Cette recension a été publiée dans le numéro d’hiver de Politique étrangère (n° 4/2017). Jérôme Marchand propose une analyse de l’ouvrage de Krishan Kumar, Visions of Empire: How Five Imperial Regimes Shaped the World (Princeton University Press, 2017, 600 pages).

Visions of Empire est d’abord un défi d’écriture, embrassant une aire immense : empire ottoman, règne des Habsbourg, Russie des Romanov et URSS, régimes coloniaux de la Grande-Bretagne et de la France, sans oublier l’imperium romain… Krishan Kumar défend la thèse selon laquelle ces constructions politiques ultra-complexes, constituées d’une mosaïque de populations assujetties, et organisées en réseaux enchevêtrés, sont porteuses d’enseignements utiles pour les gouvernants appelés à gérer les bouleversements du XXIe siècle. Il s’est pour cela concentré sur les élaborations idéologiques des élites définissant les bases morales de leur domination, pour s’assurer le consentement des périphéries et l’acquiescement des rivaux. En complément, l’auteur s’applique à déterminer comment ces représentations ont influencé l’image idéale de soi des groupements dirigeants et modelé leur style de leadership.

L’étude s’articule en sept longs chapitres, cinq couvrant les expériences multiculturelles mentionnées supra. En ressort la flexibilité avec laquelle certains de ces systèmes ont su faire place aux minorités actives et assurer leur promotion sociale. Aux yeux de l’auteur, l’empire austro-hongrois se détache clairement comme exemple à suivre. Dans le prolongement de cette voie, Visions of Empire mène un travail de benchmarking expliquant comment tel ou tel ensemble de hauts responsables (politiciens, hauts fonctionnaires, militaires) a su, à un moment donné, dans un contexte précis, dégager les « bonnes recettes » de gouvernance. Sans succomber aux mêmes simplismes que les thuriféraires de l’État-nation.
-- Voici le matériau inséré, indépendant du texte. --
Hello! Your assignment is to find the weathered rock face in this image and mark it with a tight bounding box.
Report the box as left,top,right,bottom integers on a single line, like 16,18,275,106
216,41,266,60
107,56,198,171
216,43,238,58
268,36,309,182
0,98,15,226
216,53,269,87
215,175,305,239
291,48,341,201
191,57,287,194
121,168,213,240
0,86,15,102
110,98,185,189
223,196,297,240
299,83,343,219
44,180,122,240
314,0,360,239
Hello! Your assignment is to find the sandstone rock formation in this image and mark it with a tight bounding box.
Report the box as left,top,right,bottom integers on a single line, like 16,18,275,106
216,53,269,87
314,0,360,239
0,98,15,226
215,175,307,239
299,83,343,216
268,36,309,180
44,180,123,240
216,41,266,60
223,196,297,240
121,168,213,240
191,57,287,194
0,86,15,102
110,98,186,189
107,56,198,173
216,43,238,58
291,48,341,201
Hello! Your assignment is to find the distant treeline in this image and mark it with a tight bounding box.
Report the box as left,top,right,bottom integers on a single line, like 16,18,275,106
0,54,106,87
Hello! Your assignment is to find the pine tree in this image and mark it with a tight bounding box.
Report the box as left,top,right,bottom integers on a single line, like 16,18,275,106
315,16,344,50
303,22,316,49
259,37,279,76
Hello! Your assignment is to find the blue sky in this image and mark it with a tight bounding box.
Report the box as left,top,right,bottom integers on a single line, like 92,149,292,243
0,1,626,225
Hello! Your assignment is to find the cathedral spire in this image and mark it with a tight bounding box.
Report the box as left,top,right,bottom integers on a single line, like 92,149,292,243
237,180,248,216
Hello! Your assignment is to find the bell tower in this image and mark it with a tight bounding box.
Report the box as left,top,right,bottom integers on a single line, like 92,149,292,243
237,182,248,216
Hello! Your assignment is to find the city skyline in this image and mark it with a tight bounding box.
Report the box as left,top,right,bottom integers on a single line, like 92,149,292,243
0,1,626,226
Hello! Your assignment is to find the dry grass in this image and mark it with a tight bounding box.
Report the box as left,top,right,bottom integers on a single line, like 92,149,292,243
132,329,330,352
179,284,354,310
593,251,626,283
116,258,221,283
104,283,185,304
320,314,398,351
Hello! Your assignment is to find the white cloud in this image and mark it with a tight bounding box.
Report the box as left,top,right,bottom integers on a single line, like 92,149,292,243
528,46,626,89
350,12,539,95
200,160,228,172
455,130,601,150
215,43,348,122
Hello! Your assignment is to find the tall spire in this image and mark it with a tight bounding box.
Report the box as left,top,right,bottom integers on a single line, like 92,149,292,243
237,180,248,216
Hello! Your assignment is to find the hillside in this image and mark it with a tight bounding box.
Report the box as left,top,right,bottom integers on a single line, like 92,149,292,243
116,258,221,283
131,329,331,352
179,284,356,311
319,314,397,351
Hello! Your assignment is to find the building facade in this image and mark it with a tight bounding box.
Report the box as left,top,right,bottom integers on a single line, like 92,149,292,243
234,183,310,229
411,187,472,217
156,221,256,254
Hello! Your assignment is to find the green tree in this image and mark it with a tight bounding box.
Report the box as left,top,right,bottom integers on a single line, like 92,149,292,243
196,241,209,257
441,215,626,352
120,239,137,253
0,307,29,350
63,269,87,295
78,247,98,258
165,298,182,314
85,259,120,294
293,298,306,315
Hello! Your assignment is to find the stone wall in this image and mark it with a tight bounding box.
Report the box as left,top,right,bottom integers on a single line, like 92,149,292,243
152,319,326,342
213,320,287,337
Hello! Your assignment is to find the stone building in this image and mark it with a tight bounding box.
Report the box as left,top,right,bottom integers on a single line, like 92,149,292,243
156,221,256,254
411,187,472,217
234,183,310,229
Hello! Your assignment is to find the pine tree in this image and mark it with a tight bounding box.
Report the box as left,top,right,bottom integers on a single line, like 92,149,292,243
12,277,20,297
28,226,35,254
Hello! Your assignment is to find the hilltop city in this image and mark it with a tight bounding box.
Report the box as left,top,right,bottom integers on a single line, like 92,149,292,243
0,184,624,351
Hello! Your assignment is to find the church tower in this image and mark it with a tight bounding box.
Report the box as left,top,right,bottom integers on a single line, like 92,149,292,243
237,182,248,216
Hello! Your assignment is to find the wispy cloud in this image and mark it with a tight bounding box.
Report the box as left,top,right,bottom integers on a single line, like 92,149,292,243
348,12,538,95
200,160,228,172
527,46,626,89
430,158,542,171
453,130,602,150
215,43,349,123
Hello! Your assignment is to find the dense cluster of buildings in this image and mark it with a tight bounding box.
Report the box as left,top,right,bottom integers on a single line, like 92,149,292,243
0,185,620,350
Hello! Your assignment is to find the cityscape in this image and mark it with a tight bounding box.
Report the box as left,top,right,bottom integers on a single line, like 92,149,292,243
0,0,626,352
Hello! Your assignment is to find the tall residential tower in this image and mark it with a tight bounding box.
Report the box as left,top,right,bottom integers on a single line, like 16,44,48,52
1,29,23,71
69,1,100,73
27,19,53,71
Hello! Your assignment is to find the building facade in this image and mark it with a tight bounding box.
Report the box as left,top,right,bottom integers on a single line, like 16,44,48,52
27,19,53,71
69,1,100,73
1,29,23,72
On obtient ainsi une série d’aperçus positifs, reflétant les forces du noyau central. En guise d’exemples : régulation du religieux par les Ottomans, valorisation de la créativité culturelle par les Habsbourg, résistance aux appels du nationalisme par les élites moscovites, aptitude au compromis raisonné des Anglais, établissement d’un modèle idéal d’assimilation/émancipation par les Français de la IIIe République… La richesse du livre vient des nombreuses adaptations mises en évidence, des précisions sur les contradictions normatives présentes au cœur de chaque ensemble impérial. De plus, l’auteur prend soin d’identifier les facteurs de décomposition ayant atteint plus ou moins rapidement chaque structure, perspective éclairante permettant de discerner si tel groupe dirigeant a su ou non s’adapter en temps réel.

Bilan : mention négative à l’État français et à ses logiques de micro-­management rigide et tatillon. S’agissant des réserves, l’ouvrage aurait peut-être gagné à intégrer de brefs développements sur les contre-modèles universalistes – type Société des Nations – venus concurrencer les systèmes impériaux. Plus concrètement, on aurait apprécié que Krishan Kumar précise en quoi une idéologie impériale riche en obsessions hiérarchiques et en complications administratives pourrait trouver un écho positif dans le monde à venir, là où le citoyen-internaute paraît de moins en moins enclin à exprimer sa déférence à l’égard des figures d’autorité centrales, et là où la dénonciation de la bureaucratie d’État et de ses gaspillages en tous genres risque fort de s’intensifier (Catalogne, Lombardie, etc.). Écrit dans un style alerte, Visions of Empire est un travail de qualité, venant rééquilibrer les recherches consacrées aux ressentis des sujets impériaux.